RAG ingestion pipeline — Chef → Chunker → Refinery → Porter
Project description
openingestion
Modular RAG ingestion pipeline — from raw documents to retrieval-ready chunks.
Fetcher → Chef → Chunker → Refinery → Porter
Version: 0.1.2 · Python: 3.10 – 3.13 · License: MIT
Overview
openingestion orchestrates the full journey from raw documents to enriched, retrieval-ready chunks through five composable stages:
| Stage | Classes | Input → Output |
|---|---|---|
| Fetcher | LocalFileFetcher, WebFetcher, SharepointFetcher |
Source → FetchedDocument[] |
| Chef | MinerUChef, DoclingChef |
File/dir → ContentBlock[] |
| Chunker | TokenChunker, SentenceChunker, SemanticChunker, SlumberChunker, BlockChunker, PageChunker, SectionChunker, RecursiveChunker |
ContentBlock[] → RagChunk[] |
| Refinery | RagRefinery, ContextualRagRefinery, VisionRefinery |
RagChunk[] → enriched RagChunk[] |
| Porter | JSONPorter, to_dicts, to_langchain, to_llamaindex |
RagChunk[] → target format |
Installation
From PyPI
pip install openingestion
The base install (
loguru+chonkie-core) is intentionally minimal — no heavy ML dependencies.
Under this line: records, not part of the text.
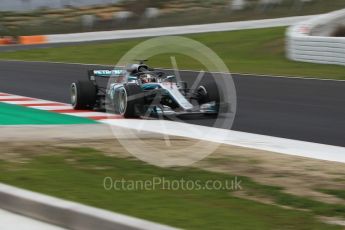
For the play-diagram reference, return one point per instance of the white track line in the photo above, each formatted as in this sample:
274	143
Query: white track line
242	139
236	138
12	97
87	114
58	107
30	102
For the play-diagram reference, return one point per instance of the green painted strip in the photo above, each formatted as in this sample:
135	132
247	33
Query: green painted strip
20	115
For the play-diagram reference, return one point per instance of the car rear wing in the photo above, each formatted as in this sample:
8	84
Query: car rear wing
92	74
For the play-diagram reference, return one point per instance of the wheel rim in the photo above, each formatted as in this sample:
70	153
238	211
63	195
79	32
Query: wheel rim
73	94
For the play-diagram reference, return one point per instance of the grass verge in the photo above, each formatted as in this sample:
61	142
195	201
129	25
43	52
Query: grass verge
259	51
78	173
20	115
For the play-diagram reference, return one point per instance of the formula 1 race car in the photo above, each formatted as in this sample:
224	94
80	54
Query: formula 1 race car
138	90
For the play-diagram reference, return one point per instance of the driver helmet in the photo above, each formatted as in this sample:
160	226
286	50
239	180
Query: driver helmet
147	78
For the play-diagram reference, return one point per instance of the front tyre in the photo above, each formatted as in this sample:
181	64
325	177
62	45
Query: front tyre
129	100
83	95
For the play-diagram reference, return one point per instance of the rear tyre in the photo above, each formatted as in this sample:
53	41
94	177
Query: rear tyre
83	95
129	101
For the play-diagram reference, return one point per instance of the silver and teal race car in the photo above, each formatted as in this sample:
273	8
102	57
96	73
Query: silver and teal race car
138	90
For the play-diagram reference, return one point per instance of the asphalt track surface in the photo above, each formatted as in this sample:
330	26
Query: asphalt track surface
301	109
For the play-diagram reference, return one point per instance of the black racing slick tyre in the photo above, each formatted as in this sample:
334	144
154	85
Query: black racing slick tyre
129	100
208	92
83	95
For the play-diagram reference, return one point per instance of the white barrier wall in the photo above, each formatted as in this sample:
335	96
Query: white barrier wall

Parsers, tokenizers, and advanced chunkers are opt-in extras.
From source (editable)
git clone https://github.com/Isopope/openIngestion.git
cd openIngestion
pip install -e .
Windows / PowerShell
openingestion requires Python 3.10 – 3.13 (3.14+ not yet supported due to MinerU).
py -3.13 -m venv .venv
. .\.venv\Scripts\Activate.ps1
python -m pip install --upgrade pip
python -m pip install -e .
Optional extras
| Extra | Installs | Use case |
|---|---|---|
mineru |
mineru[pipeline]==3.0.4 |
GPU-accelerated PDF parsing (full layout analysis) |
docling |
docling |
CPU-only PDF parsing (IBM Docling, no GPU required) |
semantic |
sentence-transformers, numpy, scipy |
SemanticChunker — embedding-based splitting |
slumber |
openai, pydantic, tenacity, tqdm |
SlumberChunker + OpenAIGenie — LLM-guided chunking |
tiktoken |
tiktoken |
Exact OpenAI tokenizer (cl100k_base, o200k_base …) |
hf-tokenizers |
tokenizers |
Fast HuggingFace tokenizers (Rust, BPE/WordPiece) |
transformers |
transformers |
HuggingFace AutoTokenizer (full model loading) |
langchain |
langchain-core |
output_format="langchain" |
llamaindex |
llama-index-core |
output_format="llamaindex" |
web |
playwright |
WebFetcher — render websites to PDF/HTML |
sharepoint |
msal, office365-rest-python-client |
SharepointFetcher — Microsoft 365 / SharePoint |
Convenience bundles:
# CPU pipeline (Docling + semantic + tiktoken)
pip install -e ".[cpu]"
# GPU pipeline (MinerU + semantic + tiktoken)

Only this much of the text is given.